こうして並んで立っていると、ライアンは頭一つ分は大きい。
(いつからだろうな)
堅苦しいだけで面白みのなかったこの男に、惹かれてしまったのは。カタブツで生真面目すぎても、それでもこの男の側が一番居心地がいいのだと、知ってしまったのは。
(でも、私は王女だから)
この想いは、外に出してはいけない。母の命令で、いつかは顔も知らぬ男の元に嫁ぐことになる。
それでも今はまだ許されるだろう。自分には相手となる男の姿など、影も形もないのだから。今くらい、この男の側にいられる幸せを感じたって。
(……それにしても、お母様は私の結婚を、どう考えているのかしら)
アリスはすでに十七歳。人によってはとっくに結婚している。だというのに、未だに婚約者すらいない。
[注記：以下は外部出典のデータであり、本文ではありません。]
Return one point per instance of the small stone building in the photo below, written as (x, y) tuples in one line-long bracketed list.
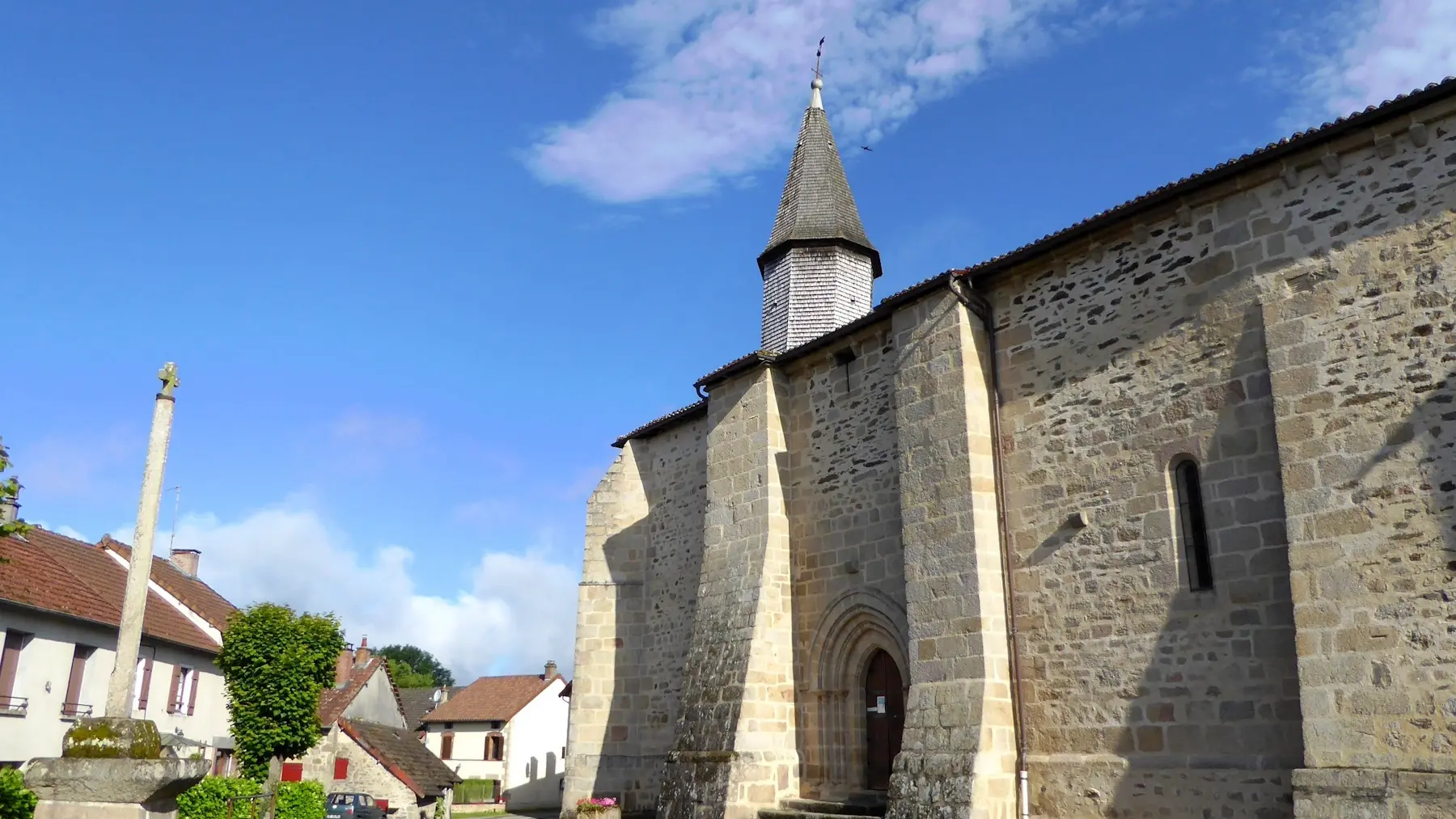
[(369, 746), (1152, 517), (507, 733)]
いて欲しいわけではない。けれども、これ以上ライアンと一緒にいると、気持ちを抑えられなくなりそうで怖い。
結婚なんかしたくない。ずっとライアンの側にいたい。
でもさっさと結婚してしまいたい。取り返しがつかなくなる前に。
矛盾した想いをアリスは抱えつつ、そっとライアンを見上げたのだった。